Wenger says TV cash for players, not cutting ticket prices
Arsenal manager Arsene Wenger insists the increased television revenue for Premier League clubs must be invested in players rather than used to reduce ticket prices.
The Gunners have the most expensive season tickets in the top flight, while also offering the dearest single matchday admission.
And the club have further angered a number of supporters by informing them they face an additional supplement on their season ticket renewals as they face Barcelona at home in their Champions League last-16 tie later this month.
It is believed fans could be charged between £7 ($10) to £30 ($43) as Barcelona is the seventh home cup game of the season following the Champions League group stages and three home draws in their defence of the FA Cup.
Reports also suggested on Friday that Arsenal were one of a number of clubs to vote against capping the cost of tickets for away fans to Premier League games.
With new television deals bringing in excess of £8billion ($11.5bn) into the league, clubs are now under pressure to pass some of their extended wealth on to their loyal fans.
But Wenger, speaking ahead of his side's vital trip to Bournemouth of Sunday, said the boosted revenue must be invested into improving squads - rather than capping tickets - if they are to achieve their respective goals.
"We are a company who on one side want you (the fans) to buy more players," he said.
"What will happen is the prices of the players will go up and you will need this supplement of money coming in to buy new players.
"I believe that the pressure on spending the money will become bigger and you cannot necessarily distribute the money to other people.
"What we do, we stabilise our prices to give access to other players and we have stabilised now for many years."
Arsenal moved to clarify their position with regards to the additional costing to season tickets for 2016/17, having refunded supporters last season due to an increase in category C games.
"Each Arsenal season ticket includes admission to all 19 home Premier League matches, as well as the first seven home cup ties in European competitions and the FA Cup," a club spokesman said.
"The structure of each season ticket is based on six category A matches; 14 category B matches; and six category C matches.
"Depending on the number of matches played in a season and the categories assigned to them, this could result in a refund or additional cost to the price of each season ticket. For example, season ticket holders received a refund on this season's prices, due to the categorisation of matches last season.
"For this current season, due to the number of matches played and the categories assigned to them, we have communicated to all season ticket holders that there will be an additional cost, which will be added to the season ticket price for next season. Each season ticket holder will be contacted to advise them of the figure which will be added to their renewal price for next season. This cost will range between £7 and £30."
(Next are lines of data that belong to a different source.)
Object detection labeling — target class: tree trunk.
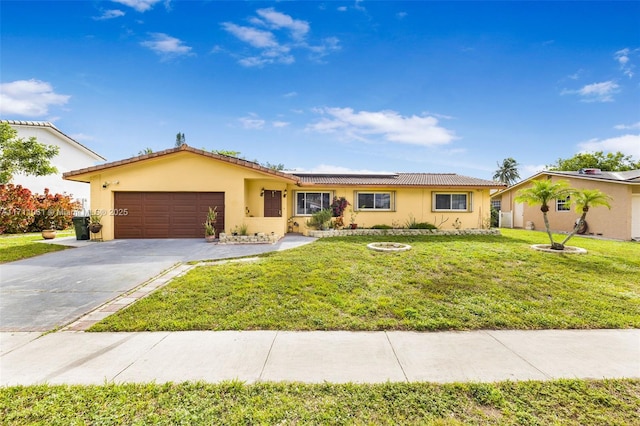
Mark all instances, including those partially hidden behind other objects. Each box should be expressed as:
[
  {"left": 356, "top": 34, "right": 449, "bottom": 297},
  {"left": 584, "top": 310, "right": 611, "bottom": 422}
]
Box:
[
  {"left": 541, "top": 209, "right": 556, "bottom": 248},
  {"left": 561, "top": 210, "right": 587, "bottom": 246}
]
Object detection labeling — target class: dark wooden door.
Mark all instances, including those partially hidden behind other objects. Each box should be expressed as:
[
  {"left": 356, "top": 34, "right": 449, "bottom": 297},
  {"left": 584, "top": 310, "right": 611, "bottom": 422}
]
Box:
[
  {"left": 263, "top": 189, "right": 282, "bottom": 217},
  {"left": 114, "top": 192, "right": 224, "bottom": 238}
]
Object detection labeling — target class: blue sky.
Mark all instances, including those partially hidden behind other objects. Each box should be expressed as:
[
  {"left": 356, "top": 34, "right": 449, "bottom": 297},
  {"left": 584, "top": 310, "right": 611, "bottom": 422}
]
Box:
[{"left": 0, "top": 0, "right": 640, "bottom": 179}]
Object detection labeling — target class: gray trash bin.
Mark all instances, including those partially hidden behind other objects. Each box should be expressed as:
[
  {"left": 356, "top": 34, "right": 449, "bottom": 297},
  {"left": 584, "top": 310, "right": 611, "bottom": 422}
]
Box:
[{"left": 72, "top": 216, "right": 89, "bottom": 240}]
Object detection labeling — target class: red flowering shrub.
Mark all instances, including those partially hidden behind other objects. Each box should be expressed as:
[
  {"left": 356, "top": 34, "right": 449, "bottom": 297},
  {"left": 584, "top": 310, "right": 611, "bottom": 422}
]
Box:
[
  {"left": 29, "top": 188, "right": 82, "bottom": 232},
  {"left": 0, "top": 183, "right": 35, "bottom": 234}
]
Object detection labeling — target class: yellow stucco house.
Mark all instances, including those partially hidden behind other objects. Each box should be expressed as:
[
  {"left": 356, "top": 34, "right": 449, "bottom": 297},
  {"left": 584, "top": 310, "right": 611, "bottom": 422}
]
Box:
[
  {"left": 64, "top": 145, "right": 504, "bottom": 240},
  {"left": 492, "top": 169, "right": 640, "bottom": 240}
]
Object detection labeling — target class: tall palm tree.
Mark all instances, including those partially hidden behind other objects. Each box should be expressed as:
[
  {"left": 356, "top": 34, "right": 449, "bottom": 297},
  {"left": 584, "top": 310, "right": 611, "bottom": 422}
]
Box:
[
  {"left": 493, "top": 157, "right": 520, "bottom": 185},
  {"left": 515, "top": 179, "right": 573, "bottom": 250},
  {"left": 560, "top": 189, "right": 611, "bottom": 247}
]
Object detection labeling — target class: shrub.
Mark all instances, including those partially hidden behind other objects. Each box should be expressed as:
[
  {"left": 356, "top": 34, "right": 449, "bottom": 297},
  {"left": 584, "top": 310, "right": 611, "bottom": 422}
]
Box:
[
  {"left": 409, "top": 222, "right": 438, "bottom": 229},
  {"left": 0, "top": 183, "right": 36, "bottom": 234},
  {"left": 29, "top": 188, "right": 82, "bottom": 232},
  {"left": 307, "top": 209, "right": 333, "bottom": 229}
]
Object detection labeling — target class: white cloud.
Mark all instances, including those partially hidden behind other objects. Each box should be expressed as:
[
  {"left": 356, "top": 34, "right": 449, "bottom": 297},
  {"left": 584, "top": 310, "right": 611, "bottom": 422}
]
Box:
[
  {"left": 221, "top": 8, "right": 340, "bottom": 67},
  {"left": 578, "top": 134, "right": 640, "bottom": 160},
  {"left": 111, "top": 0, "right": 161, "bottom": 12},
  {"left": 222, "top": 22, "right": 279, "bottom": 49},
  {"left": 613, "top": 47, "right": 640, "bottom": 78},
  {"left": 519, "top": 164, "right": 547, "bottom": 179},
  {"left": 0, "top": 79, "right": 71, "bottom": 117},
  {"left": 613, "top": 121, "right": 640, "bottom": 130},
  {"left": 256, "top": 8, "right": 309, "bottom": 40},
  {"left": 238, "top": 113, "right": 266, "bottom": 130},
  {"left": 93, "top": 9, "right": 125, "bottom": 21},
  {"left": 140, "top": 33, "right": 192, "bottom": 59},
  {"left": 307, "top": 108, "right": 456, "bottom": 146},
  {"left": 561, "top": 80, "right": 620, "bottom": 102}
]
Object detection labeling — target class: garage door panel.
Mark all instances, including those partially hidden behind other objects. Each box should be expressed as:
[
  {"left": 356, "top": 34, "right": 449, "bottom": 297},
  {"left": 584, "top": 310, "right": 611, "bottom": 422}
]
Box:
[{"left": 114, "top": 192, "right": 224, "bottom": 238}]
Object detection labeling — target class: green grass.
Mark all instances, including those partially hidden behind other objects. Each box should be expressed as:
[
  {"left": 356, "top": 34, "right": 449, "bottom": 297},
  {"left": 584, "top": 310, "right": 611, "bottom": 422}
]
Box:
[
  {"left": 0, "top": 380, "right": 640, "bottom": 425},
  {"left": 0, "top": 231, "right": 74, "bottom": 263},
  {"left": 91, "top": 230, "right": 640, "bottom": 331}
]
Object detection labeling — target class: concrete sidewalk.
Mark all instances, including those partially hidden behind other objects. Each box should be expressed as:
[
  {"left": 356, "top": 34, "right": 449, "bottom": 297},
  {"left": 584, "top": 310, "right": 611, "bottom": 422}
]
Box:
[{"left": 0, "top": 329, "right": 640, "bottom": 386}]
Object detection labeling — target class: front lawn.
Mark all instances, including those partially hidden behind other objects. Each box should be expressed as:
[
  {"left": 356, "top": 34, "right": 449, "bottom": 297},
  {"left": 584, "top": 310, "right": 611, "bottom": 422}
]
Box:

Wenger pointed to the vast amounts of money now being spent on players in China as evidence that the Premier League could fall behind if it does not continue to bring in new talent.
Ramires last month joined Jiangsu Suning for a reported fee of around £25million ($36m), with Liverpool target Alex Teixeira following suit for $56m soon after Colombia striker Jackson Martinez had signed for Guangzhou Evergrande in a £31.7million ($46m) transfer as the league spent almost £200million ($289m). China's transfer window remains open until February 26.
Chelsea midfielder Oscar was another reported target for Jiangsu, supposedly attracting a huge bid, and Wenger admits the new trend of spending in the Far East could be a concern and drive up the cost of players across the globe.
Asked if the amount Chinese clubs are able to spend on transfers is a worry to the Premier League, the Frenchman replied: "Yes, of course, because China looks to have the financial power to move a whole league of Europe to China.
"We are long enough in this job to know that it's just a consequence of economic power, and they have that.
"Will they sustain their desire to do it? Let's remember, a few years ago, Japan started to do it and slowed down after. I don't know how deep the desire in China is, but if there's a very strong political desire, we should worry.
"I believe that anyway the inflation is on our doors with the next TV deal in the summer - it will move up again the transfer prices. I am sure that soon the £100million ($146m) (transfer fee) will be easy to reach."